- Qarah Torpaq
- Coordinates: 35°36′22″N 50°21′52″E﻿ / ﻿35.60611°N 50.36444°E
- Country: Iran
- Province: Alborz
- County: Eshtehard
- District: Central
- Rural District: Eypak

Population (2016)
- • Total: 744
- Time zone: UTC+3:30 (IRST)

= Qarah Torpaq =

Village in Alborz province, Iran

Qarah Torpaq (قره ترپاق) (Note: Also romanized as Qarah Torpāq; also known as Qarah Tūprāq, Qarāturbāq, Qareh Toprāq, and Qareh Towprāq) is a village in Eypak Rural District of the Central District in Eshtehard County, Alborz province, Iran.

==Demographics==
===Population===
At the time of the 2006 National Census, the village's population was 508 in 114 households, when it was in Akhtarabad Rural District of the Central District in Malard County, Tehran province.
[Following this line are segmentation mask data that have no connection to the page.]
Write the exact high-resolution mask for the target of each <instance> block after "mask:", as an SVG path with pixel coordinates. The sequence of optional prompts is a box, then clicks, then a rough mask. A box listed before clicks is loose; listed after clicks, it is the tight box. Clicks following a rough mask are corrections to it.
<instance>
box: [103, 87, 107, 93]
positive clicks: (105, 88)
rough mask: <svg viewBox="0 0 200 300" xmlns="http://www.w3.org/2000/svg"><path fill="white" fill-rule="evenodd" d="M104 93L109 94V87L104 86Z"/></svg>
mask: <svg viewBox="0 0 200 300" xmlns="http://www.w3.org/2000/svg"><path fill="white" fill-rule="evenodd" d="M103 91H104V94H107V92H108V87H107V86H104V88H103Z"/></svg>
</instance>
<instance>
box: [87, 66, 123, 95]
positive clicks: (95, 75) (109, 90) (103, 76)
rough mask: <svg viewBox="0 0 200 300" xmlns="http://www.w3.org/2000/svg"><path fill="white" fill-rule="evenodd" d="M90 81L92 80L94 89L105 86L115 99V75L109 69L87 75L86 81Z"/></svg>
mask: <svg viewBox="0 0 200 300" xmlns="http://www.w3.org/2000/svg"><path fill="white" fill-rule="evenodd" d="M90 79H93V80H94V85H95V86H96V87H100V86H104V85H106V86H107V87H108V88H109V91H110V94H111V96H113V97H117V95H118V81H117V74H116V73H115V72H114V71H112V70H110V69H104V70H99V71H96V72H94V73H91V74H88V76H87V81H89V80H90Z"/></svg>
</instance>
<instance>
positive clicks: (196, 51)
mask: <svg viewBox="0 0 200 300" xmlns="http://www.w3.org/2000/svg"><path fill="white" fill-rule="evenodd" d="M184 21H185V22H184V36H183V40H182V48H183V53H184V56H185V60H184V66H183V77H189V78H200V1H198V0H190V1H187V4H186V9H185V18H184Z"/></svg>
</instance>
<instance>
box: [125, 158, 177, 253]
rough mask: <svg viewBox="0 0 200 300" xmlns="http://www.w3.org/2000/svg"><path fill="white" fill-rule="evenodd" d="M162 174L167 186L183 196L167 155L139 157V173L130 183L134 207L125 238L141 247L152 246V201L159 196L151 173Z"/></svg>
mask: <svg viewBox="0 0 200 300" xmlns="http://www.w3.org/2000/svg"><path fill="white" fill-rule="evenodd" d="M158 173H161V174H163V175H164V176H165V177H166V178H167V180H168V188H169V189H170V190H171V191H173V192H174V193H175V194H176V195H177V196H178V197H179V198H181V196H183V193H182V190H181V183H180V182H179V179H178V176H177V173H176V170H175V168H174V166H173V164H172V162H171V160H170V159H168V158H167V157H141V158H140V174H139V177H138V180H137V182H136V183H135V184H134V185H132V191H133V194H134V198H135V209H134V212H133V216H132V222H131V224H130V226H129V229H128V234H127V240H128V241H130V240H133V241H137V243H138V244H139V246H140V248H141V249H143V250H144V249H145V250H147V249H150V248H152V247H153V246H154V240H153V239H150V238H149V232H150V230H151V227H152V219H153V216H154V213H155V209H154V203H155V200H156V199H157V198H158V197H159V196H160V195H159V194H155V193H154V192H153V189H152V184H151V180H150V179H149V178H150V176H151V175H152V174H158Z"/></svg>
In 2010, Karaj, Nazarabad, and Savojbolagh Counties were separated from the province in the establishment of Alborz province. In 2012, the village was separated from Malard County in establishing Eshtehard County and transferred to Eypak Rural District created in the new Central District. The 2016 census measured the population of Qarah Torpaq as 744 in 209 households.